Für mich ist es ein anstrengender Kraftakt vor dem Bildschirm, aber für die Charaktere ist es die Erfüllung ihrer eigenen Machtfantasien. Die Perspektive der Spielenden bleibt immer die des Touristen, aber niemals die des Protagonisten. Für den Charakter ist es ein nahezu unmöglicher Triumph, im Alleingang hunderte Gegner teils mit den bloßen Händen ermordet zu haben, aber der Mensch mit dem Controller in der Hand sieht die Fäden, an denen alles hängt. Hinter den Kulissen verblasst die Magie, denn auch wenn der perfekte Durchlauf in einem Level beeindruckend aussieht, ist er das Ergebnis von Dutzenden verpatzten Versuchen. Wrong Number ist die Betrachtung dieser Machtfantasie von außen und diese Perspektive offenbart, wie leicht zerbrechlich diese Fantasie ist.

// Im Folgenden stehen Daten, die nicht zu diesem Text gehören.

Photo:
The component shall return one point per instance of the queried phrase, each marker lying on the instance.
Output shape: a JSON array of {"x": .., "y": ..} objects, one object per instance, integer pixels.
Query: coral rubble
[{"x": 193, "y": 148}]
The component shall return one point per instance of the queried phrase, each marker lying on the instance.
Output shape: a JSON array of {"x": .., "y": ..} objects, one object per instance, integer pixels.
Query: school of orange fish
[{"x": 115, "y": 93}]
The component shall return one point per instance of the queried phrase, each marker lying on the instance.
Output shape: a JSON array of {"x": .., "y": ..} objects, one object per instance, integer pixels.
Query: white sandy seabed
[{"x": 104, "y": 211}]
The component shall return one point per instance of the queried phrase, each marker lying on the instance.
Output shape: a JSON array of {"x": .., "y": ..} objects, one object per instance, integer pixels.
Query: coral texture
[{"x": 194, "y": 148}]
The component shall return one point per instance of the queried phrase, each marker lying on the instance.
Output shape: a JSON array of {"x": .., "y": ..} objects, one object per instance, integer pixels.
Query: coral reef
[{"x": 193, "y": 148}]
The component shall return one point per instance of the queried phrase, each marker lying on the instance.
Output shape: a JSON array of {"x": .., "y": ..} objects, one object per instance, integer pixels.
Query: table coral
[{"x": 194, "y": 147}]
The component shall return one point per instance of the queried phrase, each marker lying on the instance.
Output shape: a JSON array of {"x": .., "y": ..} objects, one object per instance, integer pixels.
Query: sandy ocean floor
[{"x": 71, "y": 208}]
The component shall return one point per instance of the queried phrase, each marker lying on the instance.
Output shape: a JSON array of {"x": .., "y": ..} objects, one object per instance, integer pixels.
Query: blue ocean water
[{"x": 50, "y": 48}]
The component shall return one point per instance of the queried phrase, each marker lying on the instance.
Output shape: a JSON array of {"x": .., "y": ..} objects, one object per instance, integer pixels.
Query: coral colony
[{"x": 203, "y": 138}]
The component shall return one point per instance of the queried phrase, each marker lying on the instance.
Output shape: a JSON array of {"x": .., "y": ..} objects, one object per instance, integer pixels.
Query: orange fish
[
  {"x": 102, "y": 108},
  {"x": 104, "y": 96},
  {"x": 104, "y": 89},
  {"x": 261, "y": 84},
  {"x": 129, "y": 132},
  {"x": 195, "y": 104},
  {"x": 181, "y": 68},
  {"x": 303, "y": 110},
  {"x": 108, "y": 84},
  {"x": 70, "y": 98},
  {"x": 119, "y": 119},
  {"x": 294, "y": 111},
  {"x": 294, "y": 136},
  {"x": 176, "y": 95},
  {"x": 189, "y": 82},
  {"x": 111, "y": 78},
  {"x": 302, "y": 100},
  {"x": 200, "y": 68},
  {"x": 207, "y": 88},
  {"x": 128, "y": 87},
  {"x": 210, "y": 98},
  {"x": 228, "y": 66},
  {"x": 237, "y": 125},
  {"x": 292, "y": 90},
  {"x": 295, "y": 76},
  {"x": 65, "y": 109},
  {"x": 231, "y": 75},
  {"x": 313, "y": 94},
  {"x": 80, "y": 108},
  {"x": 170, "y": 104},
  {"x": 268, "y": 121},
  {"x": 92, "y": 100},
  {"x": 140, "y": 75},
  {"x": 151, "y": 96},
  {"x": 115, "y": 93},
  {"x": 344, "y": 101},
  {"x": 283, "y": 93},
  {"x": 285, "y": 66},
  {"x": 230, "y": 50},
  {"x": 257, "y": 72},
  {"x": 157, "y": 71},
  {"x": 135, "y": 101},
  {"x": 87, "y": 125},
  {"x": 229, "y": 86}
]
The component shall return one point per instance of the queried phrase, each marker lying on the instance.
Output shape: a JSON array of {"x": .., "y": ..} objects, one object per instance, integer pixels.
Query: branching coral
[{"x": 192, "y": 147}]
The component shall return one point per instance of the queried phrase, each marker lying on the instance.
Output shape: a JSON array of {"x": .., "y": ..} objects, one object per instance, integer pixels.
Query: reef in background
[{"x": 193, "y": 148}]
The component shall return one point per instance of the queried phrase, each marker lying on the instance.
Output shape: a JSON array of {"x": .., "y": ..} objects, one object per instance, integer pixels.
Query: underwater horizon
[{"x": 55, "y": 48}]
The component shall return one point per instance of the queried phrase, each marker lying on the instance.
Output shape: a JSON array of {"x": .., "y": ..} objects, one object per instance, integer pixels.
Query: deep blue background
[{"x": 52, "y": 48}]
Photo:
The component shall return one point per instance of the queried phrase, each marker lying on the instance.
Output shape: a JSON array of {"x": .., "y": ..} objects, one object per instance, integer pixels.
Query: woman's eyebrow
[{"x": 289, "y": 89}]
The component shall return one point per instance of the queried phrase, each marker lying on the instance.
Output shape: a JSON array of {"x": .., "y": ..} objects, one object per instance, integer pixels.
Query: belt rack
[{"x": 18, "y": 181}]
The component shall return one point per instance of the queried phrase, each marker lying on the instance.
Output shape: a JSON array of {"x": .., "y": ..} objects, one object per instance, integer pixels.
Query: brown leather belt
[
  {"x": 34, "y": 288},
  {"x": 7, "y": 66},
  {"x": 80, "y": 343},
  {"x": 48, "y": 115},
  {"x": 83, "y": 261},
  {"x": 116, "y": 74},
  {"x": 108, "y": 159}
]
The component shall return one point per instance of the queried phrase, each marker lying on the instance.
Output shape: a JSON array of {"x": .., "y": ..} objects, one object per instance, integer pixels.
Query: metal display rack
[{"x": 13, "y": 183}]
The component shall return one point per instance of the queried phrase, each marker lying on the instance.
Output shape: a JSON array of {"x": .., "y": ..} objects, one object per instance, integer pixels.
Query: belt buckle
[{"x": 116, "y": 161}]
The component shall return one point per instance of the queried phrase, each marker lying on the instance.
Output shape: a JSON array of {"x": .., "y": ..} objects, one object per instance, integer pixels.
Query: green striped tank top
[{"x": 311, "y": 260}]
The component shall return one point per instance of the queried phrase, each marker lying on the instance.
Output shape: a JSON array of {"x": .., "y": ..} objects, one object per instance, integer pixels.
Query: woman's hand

Jeder Tod, der einer unfairen Stelle im Leveldesign geschuldet ist, ist dabei eigentlich eine Demütigung des Spielenden. Die größte Demütigung hält das Spiel aber für den Fall des Erfolgs zurück. Sind alle Gegner getötet, verstummen die treibenden Bässe des Soundtracks und lassen mich allein in dem Blutbad zurück, das ich angerichtet habe. Dieser Gang durch den erfolgreich bezwungenen Level hält mir vor, wie leicht es doch eigentlich war und treibt mich so wieder an, es doch noch einmal zu versuchen.

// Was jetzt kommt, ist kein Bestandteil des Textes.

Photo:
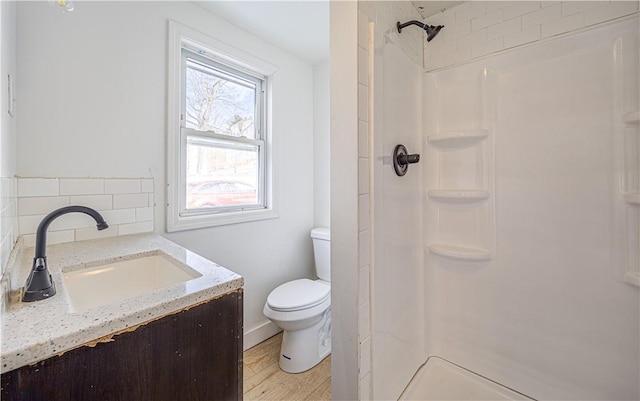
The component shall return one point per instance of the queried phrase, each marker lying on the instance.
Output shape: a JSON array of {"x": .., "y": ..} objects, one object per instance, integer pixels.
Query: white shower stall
[{"x": 513, "y": 248}]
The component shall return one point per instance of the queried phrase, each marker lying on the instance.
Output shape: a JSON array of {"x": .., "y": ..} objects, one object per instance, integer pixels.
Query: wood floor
[{"x": 264, "y": 380}]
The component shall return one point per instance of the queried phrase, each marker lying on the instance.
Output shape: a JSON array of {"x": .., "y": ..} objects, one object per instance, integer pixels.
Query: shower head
[{"x": 431, "y": 30}]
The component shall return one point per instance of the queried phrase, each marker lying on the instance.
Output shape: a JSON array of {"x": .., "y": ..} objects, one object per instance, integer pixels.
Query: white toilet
[{"x": 302, "y": 308}]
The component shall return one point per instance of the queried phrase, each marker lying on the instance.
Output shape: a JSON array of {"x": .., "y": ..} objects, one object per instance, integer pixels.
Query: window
[{"x": 219, "y": 146}]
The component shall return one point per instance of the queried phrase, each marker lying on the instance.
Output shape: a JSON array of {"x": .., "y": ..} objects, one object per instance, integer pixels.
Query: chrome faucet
[{"x": 39, "y": 284}]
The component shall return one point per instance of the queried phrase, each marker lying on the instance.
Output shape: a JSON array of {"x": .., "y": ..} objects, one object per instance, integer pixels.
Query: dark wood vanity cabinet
[{"x": 194, "y": 354}]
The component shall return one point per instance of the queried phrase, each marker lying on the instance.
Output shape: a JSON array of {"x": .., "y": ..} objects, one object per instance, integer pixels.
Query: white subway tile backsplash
[
  {"x": 522, "y": 37},
  {"x": 518, "y": 8},
  {"x": 38, "y": 187},
  {"x": 126, "y": 201},
  {"x": 98, "y": 202},
  {"x": 459, "y": 56},
  {"x": 491, "y": 6},
  {"x": 53, "y": 237},
  {"x": 542, "y": 16},
  {"x": 136, "y": 228},
  {"x": 83, "y": 234},
  {"x": 71, "y": 221},
  {"x": 81, "y": 186},
  {"x": 122, "y": 186},
  {"x": 29, "y": 224},
  {"x": 490, "y": 46},
  {"x": 609, "y": 11},
  {"x": 128, "y": 208},
  {"x": 483, "y": 28},
  {"x": 486, "y": 20},
  {"x": 566, "y": 24},
  {"x": 472, "y": 40},
  {"x": 144, "y": 214},
  {"x": 119, "y": 216},
  {"x": 572, "y": 7},
  {"x": 505, "y": 28},
  {"x": 41, "y": 205},
  {"x": 469, "y": 11}
]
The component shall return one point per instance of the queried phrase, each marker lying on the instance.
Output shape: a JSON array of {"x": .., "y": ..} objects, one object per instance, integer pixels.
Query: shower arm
[
  {"x": 431, "y": 30},
  {"x": 413, "y": 22}
]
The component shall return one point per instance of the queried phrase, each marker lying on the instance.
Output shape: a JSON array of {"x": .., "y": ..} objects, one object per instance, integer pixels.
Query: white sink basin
[{"x": 106, "y": 284}]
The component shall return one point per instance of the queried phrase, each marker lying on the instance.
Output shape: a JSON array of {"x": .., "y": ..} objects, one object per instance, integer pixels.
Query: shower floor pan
[{"x": 440, "y": 380}]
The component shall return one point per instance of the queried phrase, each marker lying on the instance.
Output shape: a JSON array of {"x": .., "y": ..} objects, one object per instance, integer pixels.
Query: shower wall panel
[
  {"x": 549, "y": 314},
  {"x": 397, "y": 276}
]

Vielleicht ist genau das der Grund, aus dem ich Wrong Number immer noch starte. Nicht weil es mir Spaß macht, sondern weil es mich provoziert. Es rempelt mich an, es kratzt an meiner Ehre um herauszufinden, ob ich zurückschlage und mich auf den Kampf einlasse. Bis zum Ende, das ebenso bedeutungslos ist, wie die erste Szene begann: Statt einen Schlusspunkt zu setzen, erscheint der Schriftzug für eine Fortsetzung. Im Menü kann ich jetzt einen höheren Schwierigkeitsgrad auswählen und alle Levels noch einmal spielen. Und noch öfter sterben. Ein weiterer selbstreferentieller Witz und eine weitere Provokation.
Aber ich lasse mir von einem Spiel nicht sagen, was ich zu tun habe.
Ich bin jetzt übrigens im dritten Level des “Hard Mode”.